The following post is the third in a series that is excerpted from my upcoming book Return to Our Senses, which will be available in mid November.
One of my favorite events each year is a prayer retreat Mustard Seed Associates holds in August on a beautiful parcel of undeveloped land on Camano Island north of Seattle. There are no buildings. Our sanctuary is a cathedral of trees – cedar and maple and alder that rise above is in a breathtaking green canopy. I particularly love to sit in the early mornings before anyone else is awake, drinking in the beauty of God’s awe inspiring creation. This is a sacred space for me, what is often called a thin space where the veil between heaven and earth seems to be translucent and the glory of God shines through in a special way.
Creation Speaks of God
Special places where we feel almost physically embraced by the love of God are important places of prayer for all of us. Be they a comfortable old armchair we return to day by day, a special place to walk or a garden seat that invites us to stop and smell the roses, they should be nurtured and preserved. We also need places to gather for worship. I particularly enjoy the transcendent wonder of the magnificent gothic cathedrals of Europe. Their splendor beckons us into a special place of communion with God. However we don’t need these places built by human hands to create a sanctuary in which we can meet God.

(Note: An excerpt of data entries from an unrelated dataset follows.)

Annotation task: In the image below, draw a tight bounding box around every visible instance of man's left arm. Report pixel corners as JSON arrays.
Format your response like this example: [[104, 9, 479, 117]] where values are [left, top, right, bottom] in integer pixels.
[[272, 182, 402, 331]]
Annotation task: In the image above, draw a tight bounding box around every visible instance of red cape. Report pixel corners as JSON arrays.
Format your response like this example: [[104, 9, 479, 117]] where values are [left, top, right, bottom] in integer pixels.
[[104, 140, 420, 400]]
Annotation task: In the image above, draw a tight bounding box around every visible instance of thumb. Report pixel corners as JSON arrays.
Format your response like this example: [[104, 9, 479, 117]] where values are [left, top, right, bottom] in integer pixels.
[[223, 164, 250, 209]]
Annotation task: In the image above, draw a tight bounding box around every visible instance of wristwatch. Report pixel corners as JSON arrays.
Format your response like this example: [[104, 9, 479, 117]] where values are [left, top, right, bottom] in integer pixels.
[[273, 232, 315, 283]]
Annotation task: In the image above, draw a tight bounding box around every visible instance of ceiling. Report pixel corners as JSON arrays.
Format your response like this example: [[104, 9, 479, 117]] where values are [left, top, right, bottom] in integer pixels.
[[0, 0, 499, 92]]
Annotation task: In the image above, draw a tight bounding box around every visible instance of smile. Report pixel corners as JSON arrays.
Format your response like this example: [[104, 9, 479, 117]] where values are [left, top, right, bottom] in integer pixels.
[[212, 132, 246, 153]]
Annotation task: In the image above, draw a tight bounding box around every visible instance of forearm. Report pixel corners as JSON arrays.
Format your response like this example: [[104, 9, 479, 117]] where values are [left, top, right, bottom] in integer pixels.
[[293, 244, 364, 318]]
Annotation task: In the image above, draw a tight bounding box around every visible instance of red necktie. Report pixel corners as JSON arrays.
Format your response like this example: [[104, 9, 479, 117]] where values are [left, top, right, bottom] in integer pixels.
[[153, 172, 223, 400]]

God’s first act in the newly created world we call Earth was not to construct a building, but to create a garden in which to walk, talk and share a loving relationship with humankind. I am sure that every corner of this sacred space, this living temple, was alive with the presence of God. Every part of it revealed God’s loving care for humankind. I have no doubt that as Adam and Eve looked around them everything they saw, touched, smelled and tasted reminded them of their creator who loved not just them but the very earth from which they were formed.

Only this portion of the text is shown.